Data pretreatment and descriptor calculation

For all the compounds collected in section "Data collection", some pretreatment steps were applied to improve their quality and reliability: all compounds were standardized by the “wash” function of MOE (Molecular Operating Environment software, version 2019, Chemical Computing Group, Montreal, QC, Canada) to disconnect group metals in simple salts, keep only largest molecular fragments, deprotonate strong acids, protonate strong bases and add explicit hydrogens. After that, four types of descriptors were calculated using different cheminformatics tools: 206 two-dimensional descriptors (2D) and 166 MACCS fragments were calculated by the MOE software; 210 CATS descriptors and 1024 ECFP4 fingerprints were calculated by ChemDes and PyBioMed [27]. For these descriptors, two pretreatments were performed to delete some uninformative descriptors before further descriptor selection: (1) delete those descriptors whose variances is 0 or approaches 0; (2) if the correlation coefficient between two descriptors is higher than 0.95, only one was reserved. The chosen descriptors were prepared for further SAR modeling.

Modeling methods and performance evaluation

In this study, we chose two excellent machine learning approaches to construct the substrate and inhibitor QSAR models for five important CYP450 isozymes: random forest (RF) and the extreme gradient Boosting (XGBoost). RF is an ensemble of unpruned classification or regression trees created by using the bootstrap samples of the training data. Recent studies have showed that RF offers several striking features which make it very attractive for QSAR/QSPR studies including relatively high accuracy of prediction, built-in descriptor selection and a method for assessing the importance of each descriptor to the model [28, 29]. XGBoost belongs to the group of widely used tree learning algorithms and it has two major improvements: (a) speeding up the tree construction and (b) proposing a new distributed algorithm for tree searching. Based on its strengths, XGBoost has become a powerful machine learning tool widely used in data science competitions and industry and provides state-of-the-art results on many problems [30]. For some unbalanced datasets, the constructed models were also unbalanced if the general methods were applied.
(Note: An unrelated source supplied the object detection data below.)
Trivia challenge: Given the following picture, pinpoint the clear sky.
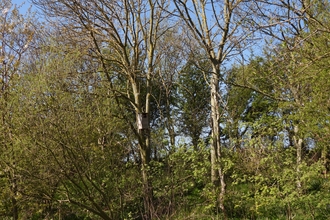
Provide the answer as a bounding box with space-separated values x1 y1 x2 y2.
11 0 32 14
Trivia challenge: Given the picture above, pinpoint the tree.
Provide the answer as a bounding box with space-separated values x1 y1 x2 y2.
0 0 34 219
33 0 173 219
174 0 253 213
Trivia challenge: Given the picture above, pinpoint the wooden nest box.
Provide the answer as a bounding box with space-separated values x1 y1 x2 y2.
137 113 149 130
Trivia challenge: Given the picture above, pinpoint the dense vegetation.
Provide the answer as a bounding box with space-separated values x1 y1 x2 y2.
0 0 330 220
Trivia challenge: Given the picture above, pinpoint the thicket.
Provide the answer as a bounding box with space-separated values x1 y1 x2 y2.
0 0 330 220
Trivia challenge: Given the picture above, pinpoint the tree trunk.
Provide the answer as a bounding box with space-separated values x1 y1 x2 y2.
211 65 226 215
293 125 303 191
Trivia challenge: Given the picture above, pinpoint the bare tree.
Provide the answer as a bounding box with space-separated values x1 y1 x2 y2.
33 0 173 219
174 0 253 213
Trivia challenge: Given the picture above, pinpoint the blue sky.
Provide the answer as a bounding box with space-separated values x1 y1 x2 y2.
11 0 32 14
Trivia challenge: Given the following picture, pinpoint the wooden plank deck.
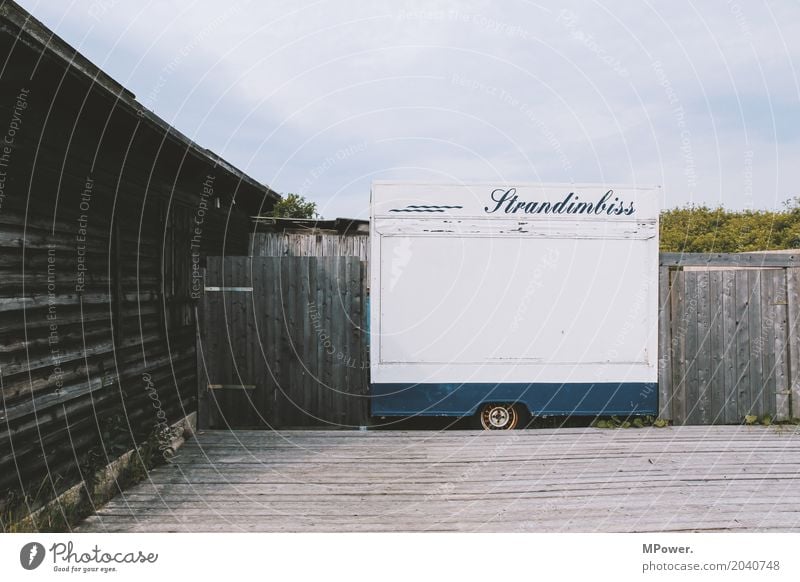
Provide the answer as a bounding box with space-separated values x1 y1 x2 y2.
76 426 800 532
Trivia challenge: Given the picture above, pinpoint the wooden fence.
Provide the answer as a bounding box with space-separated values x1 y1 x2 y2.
659 254 800 425
198 257 369 428
198 254 800 428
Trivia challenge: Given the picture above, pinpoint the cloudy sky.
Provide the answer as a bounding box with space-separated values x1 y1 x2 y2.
21 0 800 218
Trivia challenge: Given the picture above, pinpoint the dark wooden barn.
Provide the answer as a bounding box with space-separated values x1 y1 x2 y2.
0 2 278 530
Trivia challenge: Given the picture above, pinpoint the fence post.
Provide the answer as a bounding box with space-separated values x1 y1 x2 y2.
658 267 672 420
786 267 800 418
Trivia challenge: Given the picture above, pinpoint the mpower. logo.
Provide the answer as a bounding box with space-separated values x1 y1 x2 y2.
19 542 45 570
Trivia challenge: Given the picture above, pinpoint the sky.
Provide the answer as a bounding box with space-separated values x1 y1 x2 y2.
20 0 800 218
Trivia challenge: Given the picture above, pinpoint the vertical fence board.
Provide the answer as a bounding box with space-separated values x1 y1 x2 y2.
658 267 672 420
734 271 751 419
708 271 725 424
671 271 687 424
750 270 775 416
722 271 739 423
770 269 791 420
786 268 800 418
683 271 699 424
694 271 712 424
745 270 771 416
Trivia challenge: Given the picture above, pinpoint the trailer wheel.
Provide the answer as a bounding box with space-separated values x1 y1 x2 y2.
478 404 520 430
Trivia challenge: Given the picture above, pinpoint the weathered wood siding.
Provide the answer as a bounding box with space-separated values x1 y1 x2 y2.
251 232 369 262
198 256 369 428
660 257 800 424
0 2 276 530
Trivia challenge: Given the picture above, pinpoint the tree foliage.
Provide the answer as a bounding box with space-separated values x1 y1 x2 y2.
660 197 800 253
272 192 318 218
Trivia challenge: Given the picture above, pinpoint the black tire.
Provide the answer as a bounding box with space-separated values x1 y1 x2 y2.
478 403 522 430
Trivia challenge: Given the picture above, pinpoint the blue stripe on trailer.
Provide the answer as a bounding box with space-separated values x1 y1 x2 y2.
370 382 658 416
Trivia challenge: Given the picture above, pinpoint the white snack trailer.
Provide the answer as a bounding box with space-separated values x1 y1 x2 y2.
370 182 660 429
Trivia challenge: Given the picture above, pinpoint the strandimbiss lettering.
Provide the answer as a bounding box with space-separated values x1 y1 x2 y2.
484 188 636 216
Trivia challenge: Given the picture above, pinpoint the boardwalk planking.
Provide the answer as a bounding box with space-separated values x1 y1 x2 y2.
78 426 800 532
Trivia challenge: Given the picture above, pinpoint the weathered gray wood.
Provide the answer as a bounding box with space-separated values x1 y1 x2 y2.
786 268 800 419
78 426 800 532
734 271 752 421
659 252 800 268
769 269 791 420
682 271 702 424
746 270 772 417
205 256 367 428
708 271 725 424
722 271 739 424
671 271 688 424
695 271 712 424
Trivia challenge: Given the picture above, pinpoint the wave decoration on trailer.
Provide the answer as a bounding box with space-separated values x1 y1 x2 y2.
389 204 464 212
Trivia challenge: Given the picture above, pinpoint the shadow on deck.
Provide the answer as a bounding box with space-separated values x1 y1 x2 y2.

Therefore, the random sampling method was applied in each modeling process when the numbers of compounds in the positive and negative datasets differ too much and this process was repeated 100 times. After the comparison between models based on different methods and descriptors, a consensus model was finally obtained for further application based on these classification models. The exact hyperparameters of the used ML methods, the model selection method and the data splits method can be found in the supporting information SI6 (Additional file 6).

To ensure the obtained DDI models have good generalization ability for a new drug pair, Monte-Carlo cross validation was employed to evaluate the model performance. For each dataset, 80% compounds were randomly chosen to build models and the remaining 20% were used as the test set. This process was repeated 100 times and their average values were taken as the assessment indexes. Furthermore, the multi-level datasets and the external dataset were also applied to validate the predictive ability of our models. Five common statistical parameters were used to evaluate the performances of QSAR models: sensitivity (SE), specificity (SP), accuracy (ACC), F value (F), an area under receiver operating characteristic curve (AUC). They are defined as follows:

$$\mathrm{SE}=\frac{\mathrm{TP}}{\mathrm{TP}+\mathrm{FN}}$$
$$\mathrm{SP}=\frac{\mathrm{TN}}{\mathrm{TN}+\mathrm{FP}}$$
$$\mathrm{ACC}=\frac{\mathrm{TP}+\mathrm{TN}}{\mathrm{TP}+\mathrm{FP}+\mathrm{TN}+\mathrm{FN}}$$
$$\mathrm{F}= \frac{2\mathrm{TP}}{2\mathrm{TP}+\mathrm{FP}+\mathrm{FN}}$$

Results and discussion

CYP450 isozyme data analysis

As described in the data collection part, we collected the substrate and inhibitor datasets as many as possible for five important CYP450 isozymes, including CYP1A2, CYP2C9, CYP2C19, CYP2D6, and CYP3A4. Their detailed information including the number of active and inactive compounds of substrates and inhibitors are listed in Table 2.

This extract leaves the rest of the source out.